Integrated throughout our program are four distinguishing features:
Self-Directed Curriculum: In our program, students have the unique ability to craft an education suited to their career goals and personal interests. Beyond the core requirements, students may choose any combination of elective courses, whether oriented towards one of our three Program Initiatives, a traditional specialization, or a generalist survey of the planning field.
Experiential Learning: Throughout our program, students have significant opportunities to gain hands-on planning experience and have direct interaction with Colorado’s planning professionals. We use Denver’s diverse urban landscape as a real-world classroom for students to experience and analyze the built environment.
Physical Planning and Design: We emphasize physical planning and design throughout our curriculum. Housed within the College of Architecture and Planning, we work closely with the College’s Architecture, Urban Design, Landscape Architecture, and Historic Preservation programs.
Innovative Planning Technologies: We integrate innovative planning technologies into many of our program’s courses and activities. We capitalize on the Denver region’s entrepreneurial spirit and tech-focused economy by providing access to state-of-the-art planning technologies and teaching students how these tools can support the planning process.
Our focus is on teaching students how to address critical issues and to solve the complex problems facing cities and regions today. In order for planners to take the lead in the city-building process, they need to understand the breadth of their field and know how to work in cross-disciplinary teams. Therefore we have structured our whole program—research, curriculum, faculty and student efforts, etc.—around three issue areas, which we call Initiatives.
These Initiatives represent issues at the forefront of the planning profession today, and are also topics that are particularly prominent in Denver and Colorado.
Healthy Communities: The link between human health and the built environment has become a key factor in planning cities and regions. Colorado is known for its physically fit and active adult population, but our vulnerable populations face significant challenges such as childhood obesity, disconnected neighborhoods, and lack of access to healthy food. Colorado has become a national leader in finding ways to plan and design healthier environments, and the MURP Program’s Healthy Communities Initiative is part of that effort. We work with partners at the local, state and federal levels, as well as the non-profit, educational and private sectors, to provide students comprehensive and interdisciplinary training in the tools, innovations and policies necessary for creating physically, socially and economically healthy communities.

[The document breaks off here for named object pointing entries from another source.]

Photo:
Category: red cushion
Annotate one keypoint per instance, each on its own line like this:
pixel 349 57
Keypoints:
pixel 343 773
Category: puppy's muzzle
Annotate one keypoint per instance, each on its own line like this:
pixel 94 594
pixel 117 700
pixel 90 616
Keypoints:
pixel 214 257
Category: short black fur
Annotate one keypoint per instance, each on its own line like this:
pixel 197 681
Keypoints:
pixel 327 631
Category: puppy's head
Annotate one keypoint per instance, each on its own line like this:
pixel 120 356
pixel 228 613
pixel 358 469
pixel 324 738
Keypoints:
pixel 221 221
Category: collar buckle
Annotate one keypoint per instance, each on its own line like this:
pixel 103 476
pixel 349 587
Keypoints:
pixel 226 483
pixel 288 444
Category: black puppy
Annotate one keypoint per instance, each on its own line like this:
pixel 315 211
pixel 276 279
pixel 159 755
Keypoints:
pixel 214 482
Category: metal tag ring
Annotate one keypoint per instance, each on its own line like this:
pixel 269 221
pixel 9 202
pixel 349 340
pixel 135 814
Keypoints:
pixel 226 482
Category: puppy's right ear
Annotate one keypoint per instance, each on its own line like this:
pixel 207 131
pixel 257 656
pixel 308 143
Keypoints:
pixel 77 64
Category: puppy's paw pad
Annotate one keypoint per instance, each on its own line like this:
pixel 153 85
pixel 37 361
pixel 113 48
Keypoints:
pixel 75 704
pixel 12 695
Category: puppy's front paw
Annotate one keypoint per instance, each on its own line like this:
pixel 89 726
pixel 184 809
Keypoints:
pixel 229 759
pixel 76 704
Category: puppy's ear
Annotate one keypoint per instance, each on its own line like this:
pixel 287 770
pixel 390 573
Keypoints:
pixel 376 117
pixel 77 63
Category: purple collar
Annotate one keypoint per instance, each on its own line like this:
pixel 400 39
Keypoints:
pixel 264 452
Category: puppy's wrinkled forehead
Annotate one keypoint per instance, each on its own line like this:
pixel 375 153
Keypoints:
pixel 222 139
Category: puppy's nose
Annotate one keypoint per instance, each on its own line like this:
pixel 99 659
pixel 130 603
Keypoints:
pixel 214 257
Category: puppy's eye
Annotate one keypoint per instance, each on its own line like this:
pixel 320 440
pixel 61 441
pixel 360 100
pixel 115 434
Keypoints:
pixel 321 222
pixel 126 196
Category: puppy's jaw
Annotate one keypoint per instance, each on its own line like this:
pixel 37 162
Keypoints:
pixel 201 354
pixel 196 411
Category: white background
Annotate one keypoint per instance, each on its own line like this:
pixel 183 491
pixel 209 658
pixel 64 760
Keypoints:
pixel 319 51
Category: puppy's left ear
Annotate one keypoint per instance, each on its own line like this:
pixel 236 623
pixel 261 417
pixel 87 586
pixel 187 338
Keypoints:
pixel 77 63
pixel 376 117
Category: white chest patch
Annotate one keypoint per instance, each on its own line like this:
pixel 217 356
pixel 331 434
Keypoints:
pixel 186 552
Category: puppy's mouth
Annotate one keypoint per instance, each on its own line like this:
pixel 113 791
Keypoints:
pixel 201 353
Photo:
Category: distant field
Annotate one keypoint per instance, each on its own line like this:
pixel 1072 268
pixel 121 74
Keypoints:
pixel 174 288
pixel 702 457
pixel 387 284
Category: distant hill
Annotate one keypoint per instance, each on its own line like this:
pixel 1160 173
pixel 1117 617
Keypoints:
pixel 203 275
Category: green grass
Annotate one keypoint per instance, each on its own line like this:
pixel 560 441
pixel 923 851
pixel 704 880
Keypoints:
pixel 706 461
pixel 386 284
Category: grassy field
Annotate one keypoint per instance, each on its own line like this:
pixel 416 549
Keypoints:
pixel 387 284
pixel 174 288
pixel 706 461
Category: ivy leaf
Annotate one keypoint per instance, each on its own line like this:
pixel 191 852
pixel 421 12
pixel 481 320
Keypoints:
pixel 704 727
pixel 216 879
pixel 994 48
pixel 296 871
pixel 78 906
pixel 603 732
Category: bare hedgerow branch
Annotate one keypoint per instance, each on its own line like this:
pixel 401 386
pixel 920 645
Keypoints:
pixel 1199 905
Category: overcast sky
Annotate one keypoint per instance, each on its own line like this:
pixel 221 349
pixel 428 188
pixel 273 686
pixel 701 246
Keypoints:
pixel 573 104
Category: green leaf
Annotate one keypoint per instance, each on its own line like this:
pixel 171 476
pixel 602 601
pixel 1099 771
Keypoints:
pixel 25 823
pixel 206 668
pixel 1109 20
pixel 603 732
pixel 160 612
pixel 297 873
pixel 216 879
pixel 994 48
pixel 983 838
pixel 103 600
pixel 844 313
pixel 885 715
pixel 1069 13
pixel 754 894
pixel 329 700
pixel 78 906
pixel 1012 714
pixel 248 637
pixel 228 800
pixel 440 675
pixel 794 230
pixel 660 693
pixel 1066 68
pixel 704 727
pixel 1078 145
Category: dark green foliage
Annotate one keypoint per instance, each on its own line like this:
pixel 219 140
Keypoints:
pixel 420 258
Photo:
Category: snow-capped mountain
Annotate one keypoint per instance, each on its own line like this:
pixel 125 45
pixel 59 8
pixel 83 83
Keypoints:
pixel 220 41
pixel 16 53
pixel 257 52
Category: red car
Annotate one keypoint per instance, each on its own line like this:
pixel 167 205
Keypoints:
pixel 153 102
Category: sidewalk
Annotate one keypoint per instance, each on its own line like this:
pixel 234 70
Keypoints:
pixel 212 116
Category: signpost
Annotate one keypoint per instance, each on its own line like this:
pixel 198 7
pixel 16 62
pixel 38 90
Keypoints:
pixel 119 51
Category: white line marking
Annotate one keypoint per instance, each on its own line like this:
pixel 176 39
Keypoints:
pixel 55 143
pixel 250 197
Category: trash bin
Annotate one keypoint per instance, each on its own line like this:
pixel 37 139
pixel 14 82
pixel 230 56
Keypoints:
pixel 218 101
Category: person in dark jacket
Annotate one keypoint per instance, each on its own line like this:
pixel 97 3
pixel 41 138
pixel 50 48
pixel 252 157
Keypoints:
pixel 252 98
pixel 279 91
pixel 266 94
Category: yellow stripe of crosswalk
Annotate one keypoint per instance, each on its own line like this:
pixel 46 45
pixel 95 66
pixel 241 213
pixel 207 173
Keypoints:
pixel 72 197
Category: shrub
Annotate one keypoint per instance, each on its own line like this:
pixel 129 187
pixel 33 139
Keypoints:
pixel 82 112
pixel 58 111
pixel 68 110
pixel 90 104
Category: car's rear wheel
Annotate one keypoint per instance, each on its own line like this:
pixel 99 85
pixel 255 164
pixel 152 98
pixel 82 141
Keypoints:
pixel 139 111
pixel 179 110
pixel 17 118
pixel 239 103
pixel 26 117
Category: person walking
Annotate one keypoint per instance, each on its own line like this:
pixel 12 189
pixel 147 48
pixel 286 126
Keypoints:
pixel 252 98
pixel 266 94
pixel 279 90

Urban Revitalization: After decades of suburbanization, segregated land uses, and automobile-dependent development, the US is now experiencing a resurgence of traditional urbanism and a reorientation toward central cities. Nowhere else is that phenomenon more evident than in Denver, where infill and transit-oriented development, historic preservation, adaptive reuse, and multi-modal transport are transforming the urban landscape. The MURP Program’s Urban Revitalization Initiative gives students opportunities to engage with local developers, planners, designers and policymakers to help revive and enhance established cities, retrofit the suburbs, and plan sustainable new developments.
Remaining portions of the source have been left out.